The Bigger Picture: AI Ethics as a Market Force
For anyone who thought AI ethics were just academic hand-wringing, this weekend is a case study worth studying.
A company publicly committed to safety principles — Anthropic — gained market share by being refused a government deal and standing by its values. Another company — OpenAI — lost market share by accepting that same deal.
That’s new. That’s significant. And for AI companies across the board, it sends a signal that cannot be ignored:
Users are watching. And they will leave.
Whether this represents a lasting shift or a temporary spike in uninstalls remains to be seen. OpenAI retains massive advantages in brand recognition, developer adoption, and enterprise relationships. But the weekend of February 28, 2026 will be remembered as the first major consumer revolt in AI history — and a reminder that trust, once broken, is extraordinarily hard to rebuild.
What Should You Do?
If you’re an AI user trying to make sense of all this, here’s what matters:
- Understand what you’re agreeing to. The companies building these tools are making decisions about how they’re deployed. Those decisions affect you.
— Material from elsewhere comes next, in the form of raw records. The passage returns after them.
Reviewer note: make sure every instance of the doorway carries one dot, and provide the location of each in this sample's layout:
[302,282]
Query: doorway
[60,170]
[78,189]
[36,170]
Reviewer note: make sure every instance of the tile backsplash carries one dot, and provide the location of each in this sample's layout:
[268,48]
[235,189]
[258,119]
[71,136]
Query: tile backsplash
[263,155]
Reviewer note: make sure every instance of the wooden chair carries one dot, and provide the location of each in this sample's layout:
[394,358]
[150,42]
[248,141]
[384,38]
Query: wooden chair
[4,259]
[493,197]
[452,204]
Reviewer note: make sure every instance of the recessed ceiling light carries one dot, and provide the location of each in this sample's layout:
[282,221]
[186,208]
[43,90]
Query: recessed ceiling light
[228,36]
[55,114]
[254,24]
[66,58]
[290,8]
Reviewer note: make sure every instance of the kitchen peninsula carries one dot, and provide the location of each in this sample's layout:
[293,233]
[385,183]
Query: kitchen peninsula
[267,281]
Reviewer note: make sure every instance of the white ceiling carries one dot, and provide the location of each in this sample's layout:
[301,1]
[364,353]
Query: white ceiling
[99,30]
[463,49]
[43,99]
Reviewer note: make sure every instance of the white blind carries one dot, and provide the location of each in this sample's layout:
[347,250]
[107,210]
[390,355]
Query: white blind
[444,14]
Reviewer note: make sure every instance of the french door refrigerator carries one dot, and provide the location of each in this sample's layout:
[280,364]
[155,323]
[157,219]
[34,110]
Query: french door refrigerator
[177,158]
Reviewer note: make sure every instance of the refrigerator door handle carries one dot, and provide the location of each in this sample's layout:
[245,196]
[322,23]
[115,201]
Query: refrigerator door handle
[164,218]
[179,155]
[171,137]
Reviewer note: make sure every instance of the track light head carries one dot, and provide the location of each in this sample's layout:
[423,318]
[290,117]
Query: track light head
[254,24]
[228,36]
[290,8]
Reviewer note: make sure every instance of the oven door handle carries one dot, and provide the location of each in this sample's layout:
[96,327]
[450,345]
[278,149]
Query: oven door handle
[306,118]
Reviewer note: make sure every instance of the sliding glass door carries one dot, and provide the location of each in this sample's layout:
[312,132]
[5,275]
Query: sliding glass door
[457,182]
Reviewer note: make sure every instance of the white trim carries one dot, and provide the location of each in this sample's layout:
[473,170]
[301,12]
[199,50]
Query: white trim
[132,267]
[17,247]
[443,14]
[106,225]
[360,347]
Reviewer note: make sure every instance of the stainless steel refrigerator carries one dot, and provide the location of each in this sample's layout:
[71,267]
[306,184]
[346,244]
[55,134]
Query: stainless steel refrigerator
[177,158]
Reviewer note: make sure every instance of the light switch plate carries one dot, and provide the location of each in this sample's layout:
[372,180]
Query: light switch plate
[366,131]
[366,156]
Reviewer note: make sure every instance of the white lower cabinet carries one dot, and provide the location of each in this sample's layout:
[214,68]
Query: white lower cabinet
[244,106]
- Your choice matters. App store rankings and uninstall data are among the few direct feedback mechanisms consumers have with tech giants.
- Stay informed. The AI landscape is moving fast. The values and decisions of these companies will shape everything from your inbox to international security.
This week, millions of people exercised that choice. Whether you agree with them or not, the message was unmistakable.